Meeting of the Working Group on Non-Governmental Organizations in Central and Eastern Europe

WG Programme Coordinators:
Michael Brintnall, ASPA Council, US
Gyorgy Hajnal, Corvinus University of Budapest, Institute for Political Science, Centre for Social Research of the Hungarian Academy of Sciences (IPS CSR HAS), Hungary

WG Assistant Coordinator:
Reka Zsuzsanna Mathe, National University of Public Service, Budapest, Hungary

Place: 26th NISPAcee Annual Conference, Iasi, Romania
Date:  May 24-26, 2018

The Working Group on Non-Governmental Organizations (in CEE) held two important sessions during the 26th NISPAcee conference in Iasi, Romania.  These sessions focused on prominent themes, consistent with our interest in the functioning of non-governmental and civil society organizations in governance in the region.  The themes addressed the effective performance and accountability of Non-Governmental Organizations (NGO's) and Civil Society Organizations (CSO’s) and the role that these organizations play in the policy process. All planned presentations were held and each of them provoked an interesting discussion.

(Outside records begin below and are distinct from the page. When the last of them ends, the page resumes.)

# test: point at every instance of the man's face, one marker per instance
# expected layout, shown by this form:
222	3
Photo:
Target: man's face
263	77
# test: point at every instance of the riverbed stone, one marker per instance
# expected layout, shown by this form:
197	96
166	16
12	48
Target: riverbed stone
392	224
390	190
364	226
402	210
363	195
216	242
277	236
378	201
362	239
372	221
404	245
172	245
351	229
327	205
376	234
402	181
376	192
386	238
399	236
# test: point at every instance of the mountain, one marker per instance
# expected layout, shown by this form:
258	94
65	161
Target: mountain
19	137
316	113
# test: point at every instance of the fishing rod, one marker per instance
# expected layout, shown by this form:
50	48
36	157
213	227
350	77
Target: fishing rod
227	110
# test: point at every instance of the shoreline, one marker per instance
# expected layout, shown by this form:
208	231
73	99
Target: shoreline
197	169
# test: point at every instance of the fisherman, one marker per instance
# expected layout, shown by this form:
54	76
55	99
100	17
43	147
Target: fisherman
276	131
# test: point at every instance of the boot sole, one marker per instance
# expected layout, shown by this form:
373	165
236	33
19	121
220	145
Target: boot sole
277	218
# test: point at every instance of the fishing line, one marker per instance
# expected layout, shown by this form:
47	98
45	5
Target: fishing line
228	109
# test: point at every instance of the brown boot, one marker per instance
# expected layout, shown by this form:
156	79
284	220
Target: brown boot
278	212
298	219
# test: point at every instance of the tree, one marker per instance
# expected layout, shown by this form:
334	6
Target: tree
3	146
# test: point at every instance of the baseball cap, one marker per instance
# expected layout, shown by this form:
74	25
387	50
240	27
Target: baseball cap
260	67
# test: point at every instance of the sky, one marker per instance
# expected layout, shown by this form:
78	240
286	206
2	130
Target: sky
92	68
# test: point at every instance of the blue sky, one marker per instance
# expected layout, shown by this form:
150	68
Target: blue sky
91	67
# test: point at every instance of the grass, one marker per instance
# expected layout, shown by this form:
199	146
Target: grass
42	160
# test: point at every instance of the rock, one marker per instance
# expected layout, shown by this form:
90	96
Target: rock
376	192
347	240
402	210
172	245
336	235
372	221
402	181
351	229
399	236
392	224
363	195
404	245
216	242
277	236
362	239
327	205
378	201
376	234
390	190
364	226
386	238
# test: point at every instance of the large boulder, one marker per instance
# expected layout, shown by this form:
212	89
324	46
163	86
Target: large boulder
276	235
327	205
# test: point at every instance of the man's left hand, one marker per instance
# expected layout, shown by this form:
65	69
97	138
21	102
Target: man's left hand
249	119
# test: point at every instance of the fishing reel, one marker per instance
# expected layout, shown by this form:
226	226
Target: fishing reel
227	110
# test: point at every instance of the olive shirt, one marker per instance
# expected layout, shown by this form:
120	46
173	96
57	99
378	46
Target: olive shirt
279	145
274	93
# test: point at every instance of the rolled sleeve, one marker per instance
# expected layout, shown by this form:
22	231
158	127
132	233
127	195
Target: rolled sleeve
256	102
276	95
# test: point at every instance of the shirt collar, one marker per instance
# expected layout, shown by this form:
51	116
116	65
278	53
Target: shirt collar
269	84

The first group of presentations and subsequent discussions explored NGO performance.  Work addressed principles of performance accountability and independence;  the practices and organizational structures that support these principles;  capacities and strategies for organizational learning by which NGOs can develop capacities to monitor their own effectiveness across multiple dimensions and then to improve performance based on this information; and models by which NGOs have sought to institutionalize collaborative practices, both with each other and with the public sector, in advancing development agendas.   Each of the papers in this group drew on empirical explorations and sought to anchor findings, both in a broad conceptual framework and practical experiences.

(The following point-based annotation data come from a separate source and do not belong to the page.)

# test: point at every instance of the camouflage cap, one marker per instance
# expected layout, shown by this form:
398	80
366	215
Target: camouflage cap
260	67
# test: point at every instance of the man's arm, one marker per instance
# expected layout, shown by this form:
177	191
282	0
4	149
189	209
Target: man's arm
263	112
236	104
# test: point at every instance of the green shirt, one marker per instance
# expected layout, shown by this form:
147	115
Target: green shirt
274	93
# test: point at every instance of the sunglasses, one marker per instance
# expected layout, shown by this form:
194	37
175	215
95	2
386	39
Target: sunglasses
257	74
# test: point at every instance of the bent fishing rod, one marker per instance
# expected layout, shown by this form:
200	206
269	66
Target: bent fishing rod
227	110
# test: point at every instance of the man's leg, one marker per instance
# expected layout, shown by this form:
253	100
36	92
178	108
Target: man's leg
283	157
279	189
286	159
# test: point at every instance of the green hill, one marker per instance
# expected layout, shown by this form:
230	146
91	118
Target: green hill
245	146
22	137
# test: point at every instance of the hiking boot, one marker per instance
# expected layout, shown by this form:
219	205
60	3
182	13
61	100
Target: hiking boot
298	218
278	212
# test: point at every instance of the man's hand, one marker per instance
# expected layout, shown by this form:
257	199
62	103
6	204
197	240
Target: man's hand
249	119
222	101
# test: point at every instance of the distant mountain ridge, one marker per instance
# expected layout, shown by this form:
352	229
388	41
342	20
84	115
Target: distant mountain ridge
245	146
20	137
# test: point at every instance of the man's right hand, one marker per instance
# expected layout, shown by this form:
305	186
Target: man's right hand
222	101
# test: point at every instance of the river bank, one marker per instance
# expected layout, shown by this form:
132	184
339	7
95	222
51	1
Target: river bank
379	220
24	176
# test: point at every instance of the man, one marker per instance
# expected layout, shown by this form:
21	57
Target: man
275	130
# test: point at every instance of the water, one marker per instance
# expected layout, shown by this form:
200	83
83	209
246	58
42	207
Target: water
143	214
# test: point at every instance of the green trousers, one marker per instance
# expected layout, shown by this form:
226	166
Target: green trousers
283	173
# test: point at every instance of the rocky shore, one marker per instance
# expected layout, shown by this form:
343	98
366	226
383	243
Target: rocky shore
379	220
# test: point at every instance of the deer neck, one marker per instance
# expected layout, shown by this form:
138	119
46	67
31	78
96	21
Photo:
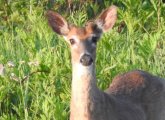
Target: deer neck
84	91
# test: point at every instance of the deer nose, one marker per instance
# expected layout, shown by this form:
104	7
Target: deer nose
86	60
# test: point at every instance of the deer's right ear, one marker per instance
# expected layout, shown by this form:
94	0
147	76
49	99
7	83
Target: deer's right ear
57	23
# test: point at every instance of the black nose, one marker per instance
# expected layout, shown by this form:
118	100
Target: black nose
86	60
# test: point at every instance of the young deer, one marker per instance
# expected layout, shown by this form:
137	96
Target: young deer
136	95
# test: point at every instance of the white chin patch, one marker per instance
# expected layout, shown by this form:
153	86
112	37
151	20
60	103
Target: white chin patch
83	70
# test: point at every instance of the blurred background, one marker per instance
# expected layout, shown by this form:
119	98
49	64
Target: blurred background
35	68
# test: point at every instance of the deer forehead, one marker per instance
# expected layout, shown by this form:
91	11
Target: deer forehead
83	33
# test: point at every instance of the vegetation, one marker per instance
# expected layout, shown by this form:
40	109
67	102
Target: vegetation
36	83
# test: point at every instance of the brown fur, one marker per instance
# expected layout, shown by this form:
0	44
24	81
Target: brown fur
135	95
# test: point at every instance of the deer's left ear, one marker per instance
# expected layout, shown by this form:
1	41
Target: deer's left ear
107	18
57	23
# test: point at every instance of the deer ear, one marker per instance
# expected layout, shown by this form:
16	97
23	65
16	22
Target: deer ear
57	23
107	18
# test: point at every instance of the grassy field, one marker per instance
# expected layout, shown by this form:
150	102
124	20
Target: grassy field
36	83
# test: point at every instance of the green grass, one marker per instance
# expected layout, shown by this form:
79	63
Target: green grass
38	86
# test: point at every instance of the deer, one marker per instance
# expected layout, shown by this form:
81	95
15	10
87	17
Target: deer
134	95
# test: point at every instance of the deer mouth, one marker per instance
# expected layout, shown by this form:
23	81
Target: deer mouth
86	60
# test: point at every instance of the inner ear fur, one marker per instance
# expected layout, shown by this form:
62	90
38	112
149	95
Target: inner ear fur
107	18
57	23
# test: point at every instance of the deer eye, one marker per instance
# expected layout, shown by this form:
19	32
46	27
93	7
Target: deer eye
72	41
94	39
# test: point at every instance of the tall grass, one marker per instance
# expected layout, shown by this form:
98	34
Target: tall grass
37	80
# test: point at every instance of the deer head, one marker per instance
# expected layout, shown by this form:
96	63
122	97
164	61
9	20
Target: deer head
83	40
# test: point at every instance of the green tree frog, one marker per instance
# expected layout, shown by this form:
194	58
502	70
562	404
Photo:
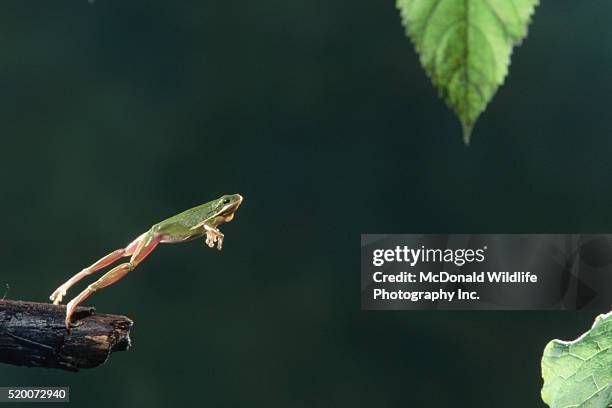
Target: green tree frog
196	222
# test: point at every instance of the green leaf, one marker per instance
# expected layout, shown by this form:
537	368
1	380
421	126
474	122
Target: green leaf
465	47
579	373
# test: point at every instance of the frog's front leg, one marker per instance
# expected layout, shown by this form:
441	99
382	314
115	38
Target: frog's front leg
213	235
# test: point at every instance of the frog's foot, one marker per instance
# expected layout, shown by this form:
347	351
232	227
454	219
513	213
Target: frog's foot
57	296
213	236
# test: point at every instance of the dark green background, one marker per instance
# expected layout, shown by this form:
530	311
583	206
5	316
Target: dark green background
114	116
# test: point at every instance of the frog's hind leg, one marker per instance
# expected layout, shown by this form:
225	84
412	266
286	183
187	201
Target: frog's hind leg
60	292
147	243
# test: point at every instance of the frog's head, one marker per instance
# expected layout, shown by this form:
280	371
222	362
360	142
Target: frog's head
227	206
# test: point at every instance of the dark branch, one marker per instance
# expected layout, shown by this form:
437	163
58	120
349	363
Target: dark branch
34	335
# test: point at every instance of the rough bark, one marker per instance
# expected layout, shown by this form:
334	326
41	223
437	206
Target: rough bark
34	335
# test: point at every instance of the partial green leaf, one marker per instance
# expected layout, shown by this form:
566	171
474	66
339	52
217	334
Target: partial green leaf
578	373
465	47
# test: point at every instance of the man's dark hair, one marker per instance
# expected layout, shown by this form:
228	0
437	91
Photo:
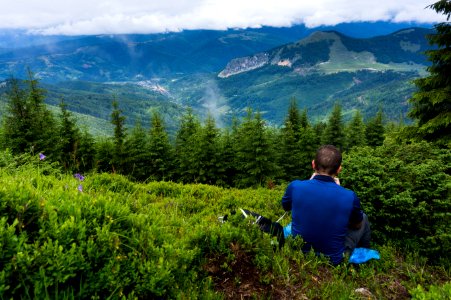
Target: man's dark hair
328	159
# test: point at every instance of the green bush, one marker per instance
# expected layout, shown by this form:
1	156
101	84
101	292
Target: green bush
405	190
433	293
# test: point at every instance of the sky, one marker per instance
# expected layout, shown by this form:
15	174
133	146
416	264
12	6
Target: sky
85	17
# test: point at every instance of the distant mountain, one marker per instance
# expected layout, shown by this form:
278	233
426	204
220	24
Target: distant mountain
331	52
143	57
223	72
318	71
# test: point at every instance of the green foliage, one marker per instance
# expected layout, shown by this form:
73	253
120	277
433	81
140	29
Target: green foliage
29	126
434	292
334	133
137	158
120	133
186	144
161	152
120	239
374	130
404	188
355	132
69	139
255	159
431	104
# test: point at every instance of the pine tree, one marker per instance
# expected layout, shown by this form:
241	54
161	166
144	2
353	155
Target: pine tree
293	119
431	105
186	144
161	152
17	122
118	120
136	160
86	152
289	151
255	156
207	153
355	132
104	158
307	146
69	139
29	126
334	132
226	164
374	132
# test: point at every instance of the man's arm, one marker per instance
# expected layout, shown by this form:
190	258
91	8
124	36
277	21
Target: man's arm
287	199
356	217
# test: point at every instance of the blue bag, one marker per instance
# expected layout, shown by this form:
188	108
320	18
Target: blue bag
362	255
287	230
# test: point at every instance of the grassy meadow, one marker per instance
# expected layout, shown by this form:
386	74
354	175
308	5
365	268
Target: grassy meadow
101	236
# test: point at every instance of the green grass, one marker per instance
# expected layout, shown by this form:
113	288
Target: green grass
162	239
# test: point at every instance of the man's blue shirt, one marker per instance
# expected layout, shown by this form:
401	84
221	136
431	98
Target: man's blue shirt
321	213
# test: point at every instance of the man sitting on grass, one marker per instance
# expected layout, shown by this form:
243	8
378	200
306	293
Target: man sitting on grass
327	216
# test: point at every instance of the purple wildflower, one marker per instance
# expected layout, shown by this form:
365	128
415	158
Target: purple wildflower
79	176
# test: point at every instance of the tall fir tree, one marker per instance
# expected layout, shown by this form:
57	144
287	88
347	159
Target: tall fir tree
28	125
120	133
87	152
375	131
289	153
255	157
431	104
226	164
355	133
162	157
207	153
186	143
308	148
104	155
69	140
334	133
136	159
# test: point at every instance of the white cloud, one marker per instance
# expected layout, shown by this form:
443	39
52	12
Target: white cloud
140	16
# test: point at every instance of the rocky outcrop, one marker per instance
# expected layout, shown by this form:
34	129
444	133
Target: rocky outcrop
244	64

Work by Dina Abdelhafez examined the relevance of ethical standards, such as those articulated by BoardSource, for NGO leadership accountability; that presented by Corina-Georgiana Antonovici et al. reported on scholarships regarding learning organizations; and that from Agnes Horvath drew out locally specific contextual information and relevant national legal frameworks to understand capacities of NGOs to cooperate in such local economic and political developments. Individually and, importantly, taken together these papers advance our understating of NGO performance and of the nature of the sector as a whole.
 
The second group of papers explored the policy process. They examined ways in which non-governmental and civil society organizations in the policy system appear to broaden or enrich policy outcomes even when these organizations were not successful, or were actively opposed, in achieving formal legal or executive decisions.  These studies explored the role of NGOs in fields as diverse as energy policy, services for the homeless, and specific responses to illegal drug use.  NGOs had a positive effect on formal policy in some cases and not in others – indeed in some settings involving social policies, the positions advocated by the NGO's were officially rejected.   However, and perhaps most important, the studies showed the policy process cannot be assessed by looking at formal outcomes alone;  the presence of the NGOs in the policy system led to informal outcomes that enriched the overall policy arena and changed outcomes for many individuals.

For example, work by Reka Mathe showed that when the state acted to criminalize homelessness, NGOs were able to provide services that mitigated the harm to the homeless in other ways.  In energy policy, Lyubimka Andreeva showed that NGOs made it possible for smaller and alternative fuel producers to have a voice. Iga Kender-Jeziorska in a cross-national study of drug use showed how the size and character of the effective policy space can vary widely based on national culture, legal frameworks, and NGO experiences and policies. NGOs can operate in the policy arena in ways that change informal as well as formal outcomes and decision-making – effectively enlarging the array of policy outcomes relevant to citizens – even when the state has acted to shrink this space, restrict policies or deny civil society access to formal decision-making.